Abderrezak Mokri a redonné des couleurs au MSP après le laminage par la platitude qu'a été Boudjerra Soltani. Il vient cependant de commettre son premier dérapage à la Sellal en évoquant dans une réplique aux accusations de Louisa Hanoune le «verre de vin» qu'elle arborait durant une de leurs discussions outre-Méditerranée. Certes, Mokri ripostait à une quasi-accusation d'être un «agent» américain de la part de Mme Louisa Hanoune dont l'anti-impérialisme dérape, un peu trop souvent, dans la négation du patriotisme chez les adversaires présumés. Mais Mokri a perdu une occasion d'engager un vrai débat sur l'appropriation indue et exorbitante du patriotisme en mentionnant, comme un dard vengeur, ce «verre de vin», en représailles d'une accusation de félonie.

La plupart de ceux qui s'intéressent encore à la politique ne retiendront de sa riposte à Mme Hanoune que la divulgation déplacée, car strictement hors de propos, d'un comportement privé qui n'a absolument rien à voir avec le débat politique. Même ceux qui estiment outrancière la propension de Mme Hanoune et d'autres à ranger les opposants au pouvoir dans la case des «agents» de Freedom House et? de la CIA ne peuvent accepter ce dérapage dans le caniveau. Mokri a perdu son sang-froid, il aurait pourtant gagné à le conserver. Car cette phrase coup bas - elle n'était pas accidentelle - n'est pas seulement inutile, elle renvoie une image misérable de celui qui l'a proférée. Elle est contre-productive car elle signale que les professions de foi démocratique et de modération (wassatiya) qu'il professe ne sont qu'un vernis circonstanciel. Boire un verre n'est pas une matière de débat public.

M. Mokri se pose en tant qu'un homme politique, pas en imam et en l'occurrence il s'égare dans les marges du bigotisme et se trompe radicalement de registre. Il lui reste beaucoup d'efforts, une immense marge intellectuelle et culturelle à rattraper pour prétendre être un autre Ghannouchi. Le prétendu moralisme démagogique conduit presque systématiquement au dérapage dans les tréfonds de la vulgarité. On est loin de la hauteur de vue minimale et du code de l'honneur quand on s'abaisse à qualifier de «faible d'esprit» et de «vilaine» un adversaire politique. L'argumentaire est affligeant mais ô combien révélateur. Il y a pourtant matière à analyser et déconstruire ce discours qui atteint le niveau obsessionnel sur le complot extérieur présumé dans lequel on implique, sans aucune forme de procès, des Algériens qui ne sont pas d'accord avec le pouvoir ou qui sont contre le 4ème mandat.

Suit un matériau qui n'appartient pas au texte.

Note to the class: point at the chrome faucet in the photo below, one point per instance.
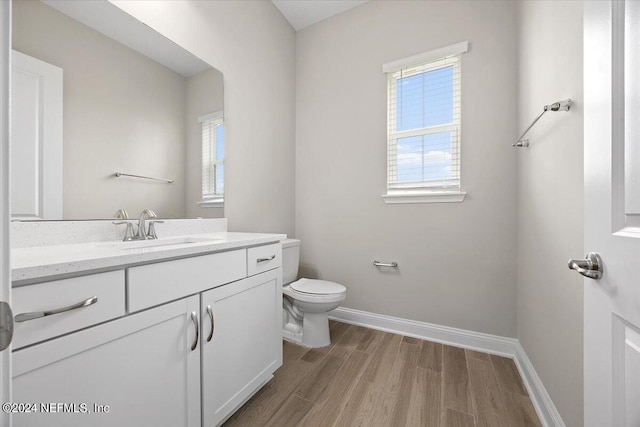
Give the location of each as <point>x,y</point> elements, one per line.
<point>142,230</point>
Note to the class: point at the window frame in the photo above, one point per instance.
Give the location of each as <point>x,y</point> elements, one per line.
<point>217,199</point>
<point>428,191</point>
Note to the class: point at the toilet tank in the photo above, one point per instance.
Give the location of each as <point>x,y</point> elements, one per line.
<point>290,260</point>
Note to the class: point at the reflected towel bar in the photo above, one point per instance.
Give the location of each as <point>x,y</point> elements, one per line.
<point>119,174</point>
<point>385,264</point>
<point>556,106</point>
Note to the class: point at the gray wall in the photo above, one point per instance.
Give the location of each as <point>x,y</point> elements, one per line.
<point>254,47</point>
<point>457,260</point>
<point>114,99</point>
<point>550,200</point>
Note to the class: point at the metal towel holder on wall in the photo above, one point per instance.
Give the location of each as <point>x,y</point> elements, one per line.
<point>119,174</point>
<point>556,106</point>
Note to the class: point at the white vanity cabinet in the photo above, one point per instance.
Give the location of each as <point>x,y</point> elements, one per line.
<point>138,370</point>
<point>185,343</point>
<point>241,342</point>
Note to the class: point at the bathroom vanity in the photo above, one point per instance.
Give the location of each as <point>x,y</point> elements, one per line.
<point>180,334</point>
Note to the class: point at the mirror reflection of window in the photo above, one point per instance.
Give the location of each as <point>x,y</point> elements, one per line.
<point>212,157</point>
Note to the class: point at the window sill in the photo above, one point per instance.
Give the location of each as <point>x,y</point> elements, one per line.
<point>213,203</point>
<point>404,197</point>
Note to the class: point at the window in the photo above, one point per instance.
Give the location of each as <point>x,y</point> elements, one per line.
<point>424,123</point>
<point>212,159</point>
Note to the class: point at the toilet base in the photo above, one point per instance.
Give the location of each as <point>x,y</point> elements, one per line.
<point>315,330</point>
<point>313,333</point>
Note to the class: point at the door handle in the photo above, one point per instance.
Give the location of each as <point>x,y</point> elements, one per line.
<point>590,267</point>
<point>210,313</point>
<point>23,317</point>
<point>194,318</point>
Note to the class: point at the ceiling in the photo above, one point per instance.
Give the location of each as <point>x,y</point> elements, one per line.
<point>302,13</point>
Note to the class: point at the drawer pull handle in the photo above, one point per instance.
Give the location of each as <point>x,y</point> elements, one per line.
<point>23,317</point>
<point>194,318</point>
<point>210,313</point>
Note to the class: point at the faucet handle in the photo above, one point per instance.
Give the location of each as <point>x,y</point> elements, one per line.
<point>151,234</point>
<point>128,234</point>
<point>121,214</point>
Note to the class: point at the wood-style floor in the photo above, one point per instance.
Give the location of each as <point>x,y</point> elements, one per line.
<point>373,378</point>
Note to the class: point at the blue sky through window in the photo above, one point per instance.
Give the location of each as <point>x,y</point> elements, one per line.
<point>424,100</point>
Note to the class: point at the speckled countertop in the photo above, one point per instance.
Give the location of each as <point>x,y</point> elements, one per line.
<point>37,264</point>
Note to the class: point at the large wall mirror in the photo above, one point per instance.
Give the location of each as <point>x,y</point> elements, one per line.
<point>95,92</point>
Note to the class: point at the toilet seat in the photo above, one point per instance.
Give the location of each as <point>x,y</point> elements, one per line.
<point>318,291</point>
<point>317,287</point>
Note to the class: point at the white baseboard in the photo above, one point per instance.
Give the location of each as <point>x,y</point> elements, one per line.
<point>547,411</point>
<point>487,343</point>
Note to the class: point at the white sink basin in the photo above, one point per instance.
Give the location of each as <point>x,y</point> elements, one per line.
<point>156,243</point>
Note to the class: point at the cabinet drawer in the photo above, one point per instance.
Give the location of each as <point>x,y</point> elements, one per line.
<point>263,258</point>
<point>107,288</point>
<point>154,284</point>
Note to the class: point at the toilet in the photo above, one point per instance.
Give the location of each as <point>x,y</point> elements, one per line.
<point>306,302</point>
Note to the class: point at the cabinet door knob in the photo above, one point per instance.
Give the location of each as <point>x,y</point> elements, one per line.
<point>210,313</point>
<point>194,318</point>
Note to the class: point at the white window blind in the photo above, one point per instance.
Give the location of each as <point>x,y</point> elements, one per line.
<point>424,118</point>
<point>212,156</point>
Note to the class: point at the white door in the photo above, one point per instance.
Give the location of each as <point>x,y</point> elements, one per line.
<point>5,281</point>
<point>612,212</point>
<point>36,138</point>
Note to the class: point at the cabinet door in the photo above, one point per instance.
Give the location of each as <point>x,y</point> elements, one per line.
<point>140,368</point>
<point>246,346</point>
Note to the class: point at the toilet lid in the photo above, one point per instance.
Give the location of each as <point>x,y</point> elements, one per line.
<point>317,287</point>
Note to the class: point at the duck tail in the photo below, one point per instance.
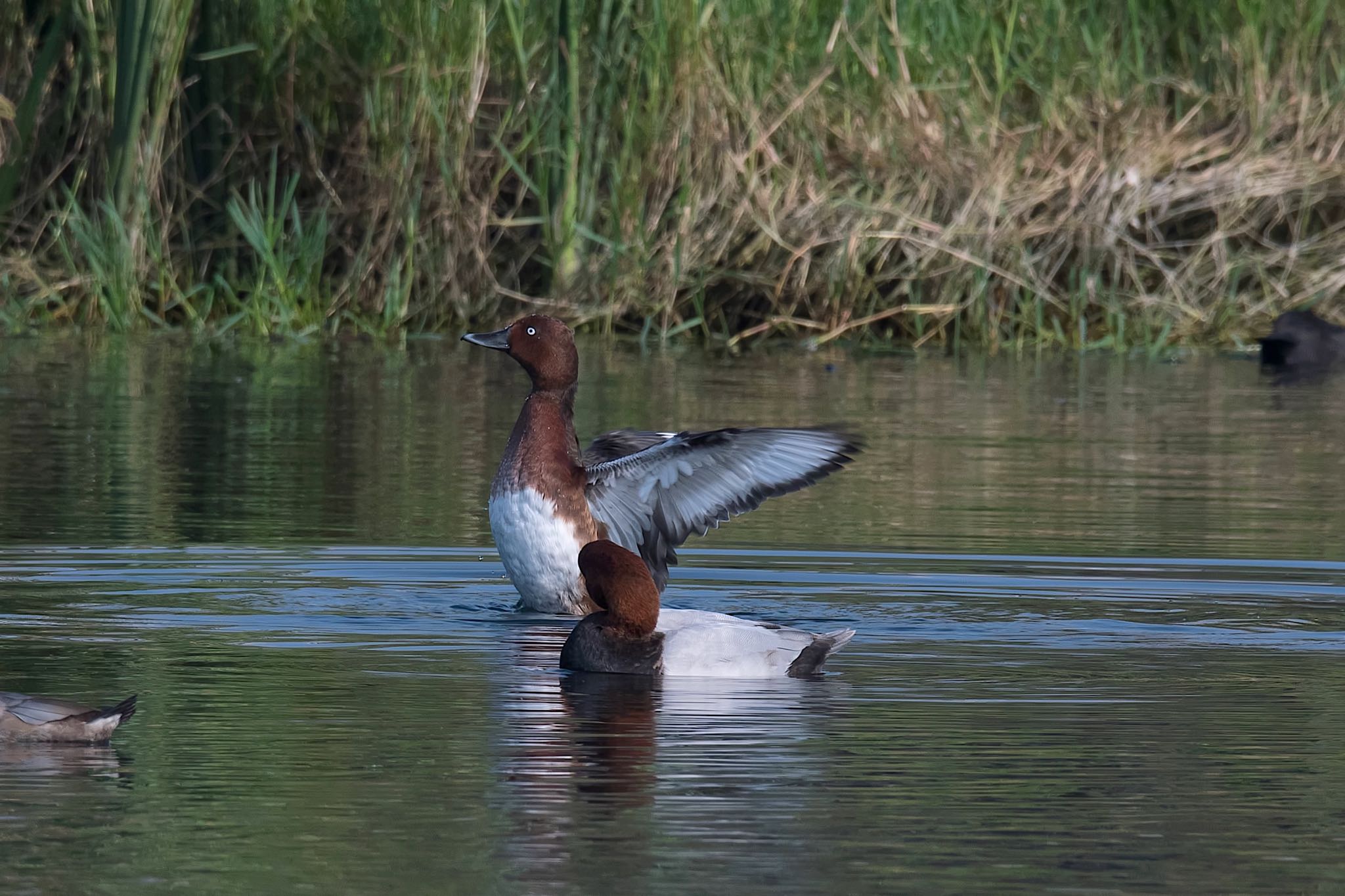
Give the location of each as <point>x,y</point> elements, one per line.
<point>810,658</point>
<point>123,711</point>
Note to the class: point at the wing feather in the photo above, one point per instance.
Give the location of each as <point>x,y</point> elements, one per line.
<point>654,499</point>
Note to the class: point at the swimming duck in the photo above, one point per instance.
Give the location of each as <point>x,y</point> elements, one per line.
<point>645,490</point>
<point>23,717</point>
<point>1302,343</point>
<point>631,634</point>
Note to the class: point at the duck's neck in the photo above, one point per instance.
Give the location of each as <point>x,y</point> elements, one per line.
<point>542,449</point>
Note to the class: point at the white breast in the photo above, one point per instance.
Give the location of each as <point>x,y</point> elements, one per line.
<point>540,551</point>
<point>712,644</point>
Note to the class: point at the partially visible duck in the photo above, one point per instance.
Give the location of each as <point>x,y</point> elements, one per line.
<point>1302,343</point>
<point>645,490</point>
<point>43,719</point>
<point>631,634</point>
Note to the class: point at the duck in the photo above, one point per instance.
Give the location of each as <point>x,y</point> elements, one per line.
<point>646,490</point>
<point>631,634</point>
<point>45,719</point>
<point>1302,343</point>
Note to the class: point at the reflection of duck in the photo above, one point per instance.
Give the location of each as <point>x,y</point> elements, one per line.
<point>632,636</point>
<point>35,759</point>
<point>1302,343</point>
<point>43,719</point>
<point>613,734</point>
<point>646,490</point>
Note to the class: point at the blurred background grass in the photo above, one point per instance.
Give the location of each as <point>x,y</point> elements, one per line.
<point>997,172</point>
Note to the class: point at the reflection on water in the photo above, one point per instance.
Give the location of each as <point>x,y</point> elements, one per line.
<point>1101,612</point>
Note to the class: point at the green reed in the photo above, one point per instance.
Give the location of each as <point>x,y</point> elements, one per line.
<point>1009,172</point>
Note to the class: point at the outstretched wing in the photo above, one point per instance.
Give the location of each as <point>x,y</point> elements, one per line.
<point>39,711</point>
<point>619,444</point>
<point>654,499</point>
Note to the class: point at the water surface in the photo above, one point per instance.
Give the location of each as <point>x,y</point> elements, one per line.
<point>1101,601</point>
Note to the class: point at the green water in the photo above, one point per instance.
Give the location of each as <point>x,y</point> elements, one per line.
<point>1101,610</point>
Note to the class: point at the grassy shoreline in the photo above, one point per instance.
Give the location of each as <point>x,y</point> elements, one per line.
<point>1047,172</point>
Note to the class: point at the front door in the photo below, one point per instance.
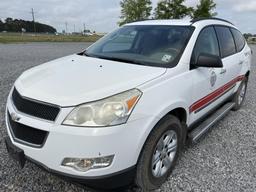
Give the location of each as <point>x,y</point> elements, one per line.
<point>206,81</point>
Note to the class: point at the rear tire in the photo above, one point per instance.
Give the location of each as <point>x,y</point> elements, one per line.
<point>159,154</point>
<point>239,97</point>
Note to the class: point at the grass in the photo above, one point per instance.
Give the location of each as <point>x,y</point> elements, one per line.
<point>19,38</point>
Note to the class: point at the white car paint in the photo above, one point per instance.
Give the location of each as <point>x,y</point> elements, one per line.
<point>74,80</point>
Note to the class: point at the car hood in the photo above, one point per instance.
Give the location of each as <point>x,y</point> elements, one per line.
<point>75,79</point>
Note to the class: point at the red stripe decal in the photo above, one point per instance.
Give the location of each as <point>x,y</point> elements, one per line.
<point>209,98</point>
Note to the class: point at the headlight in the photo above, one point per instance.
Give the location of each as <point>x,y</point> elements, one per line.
<point>113,110</point>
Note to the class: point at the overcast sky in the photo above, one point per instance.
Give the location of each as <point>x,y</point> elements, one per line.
<point>103,15</point>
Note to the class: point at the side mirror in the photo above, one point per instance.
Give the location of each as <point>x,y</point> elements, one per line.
<point>208,60</point>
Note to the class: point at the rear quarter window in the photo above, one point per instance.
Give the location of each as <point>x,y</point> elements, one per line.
<point>239,39</point>
<point>226,41</point>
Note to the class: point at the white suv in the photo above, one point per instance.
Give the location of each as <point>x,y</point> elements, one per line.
<point>122,110</point>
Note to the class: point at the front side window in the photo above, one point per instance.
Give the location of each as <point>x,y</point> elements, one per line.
<point>239,39</point>
<point>227,44</point>
<point>207,43</point>
<point>146,45</point>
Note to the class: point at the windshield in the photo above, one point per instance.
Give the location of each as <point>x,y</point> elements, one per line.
<point>145,45</point>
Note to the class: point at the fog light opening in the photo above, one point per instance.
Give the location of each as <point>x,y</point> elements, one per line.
<point>86,164</point>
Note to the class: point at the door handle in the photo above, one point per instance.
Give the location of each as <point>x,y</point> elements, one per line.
<point>223,71</point>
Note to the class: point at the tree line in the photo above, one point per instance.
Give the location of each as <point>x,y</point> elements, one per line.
<point>17,25</point>
<point>134,10</point>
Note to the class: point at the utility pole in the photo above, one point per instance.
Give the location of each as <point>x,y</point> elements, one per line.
<point>66,24</point>
<point>33,16</point>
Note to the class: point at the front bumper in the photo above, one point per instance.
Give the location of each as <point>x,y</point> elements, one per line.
<point>111,181</point>
<point>123,141</point>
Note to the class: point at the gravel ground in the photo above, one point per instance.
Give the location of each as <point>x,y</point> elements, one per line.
<point>225,160</point>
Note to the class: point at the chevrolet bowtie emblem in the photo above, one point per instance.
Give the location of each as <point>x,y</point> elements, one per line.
<point>15,117</point>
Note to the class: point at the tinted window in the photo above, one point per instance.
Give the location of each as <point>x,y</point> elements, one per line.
<point>206,43</point>
<point>239,39</point>
<point>146,45</point>
<point>227,44</point>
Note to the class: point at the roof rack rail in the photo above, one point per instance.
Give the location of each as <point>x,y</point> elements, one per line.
<point>209,18</point>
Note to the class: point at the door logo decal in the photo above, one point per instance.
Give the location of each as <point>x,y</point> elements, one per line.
<point>213,78</point>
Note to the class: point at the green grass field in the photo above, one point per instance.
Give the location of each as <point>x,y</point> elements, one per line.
<point>19,38</point>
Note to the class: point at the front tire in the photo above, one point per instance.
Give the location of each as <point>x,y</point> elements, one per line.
<point>239,97</point>
<point>159,154</point>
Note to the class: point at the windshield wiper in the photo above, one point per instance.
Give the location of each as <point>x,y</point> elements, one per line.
<point>121,60</point>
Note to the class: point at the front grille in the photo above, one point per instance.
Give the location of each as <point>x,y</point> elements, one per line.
<point>35,108</point>
<point>27,135</point>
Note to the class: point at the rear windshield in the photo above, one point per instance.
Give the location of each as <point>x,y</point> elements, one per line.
<point>160,46</point>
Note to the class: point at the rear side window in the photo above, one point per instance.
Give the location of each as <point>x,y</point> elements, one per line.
<point>227,44</point>
<point>207,42</point>
<point>239,39</point>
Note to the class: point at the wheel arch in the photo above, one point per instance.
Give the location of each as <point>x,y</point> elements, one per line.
<point>180,112</point>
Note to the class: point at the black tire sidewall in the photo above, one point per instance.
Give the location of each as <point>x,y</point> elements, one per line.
<point>144,168</point>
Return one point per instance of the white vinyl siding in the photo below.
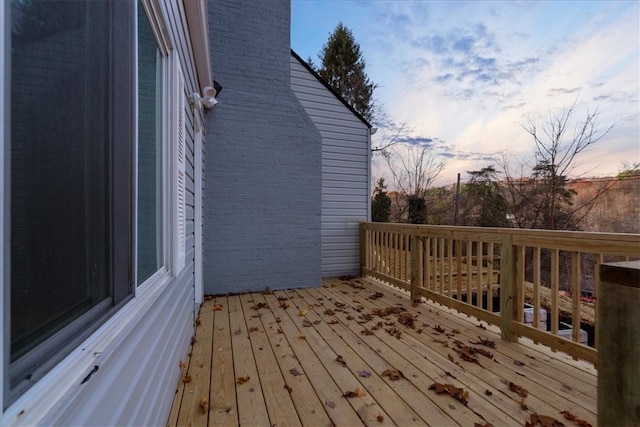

Les mots et les choses ayant été dénaturés par des pratiques viciées et insincères, il y a bien matière à relancer des débats sur ce qui était présumé «acquis». Qu'est-ce qu'en effet le patriotisme aujourd'hui dans un pays qui régresse à vue d'œil dans l'anomie et où l'Etat se réduit aux appareils de sécurité ? Qu'est donc ce monopole démonétisé du patriotisme quand des jeunes Algériens se filment dans une barque de fortune en vogue pour un ailleurs fantasmé en nous lançant un terrible «on vous le laisse ce pays» ? Ce jeune, hilare, sur sa chaloupe incertaine qui nous balance goguenard un «vive la liberté wal banane», n'est-ce pas un crève-cœur ? N'est-on pas bouleversé de ne pas avoir su ou pu donner un pays raisonnablement vivable à ces jeunes qui embarquent la tête farcie d'illusions ? Sont-ils le fruit d'un complot «ukrainien» tous ces jeunes qui sont totalement déconnectés d'une histoire réduite à n'être qu'une source de «légitimation» chaque jour plus superficielle ? Que vaut cette posture paranoïaque de la légitimité par l'histoire quand dans une cité portant le nom d'un moudjahid, des enfants de l'Algérie de 2014 se livrent une guerre aberrante au nom du quartier voire du gang.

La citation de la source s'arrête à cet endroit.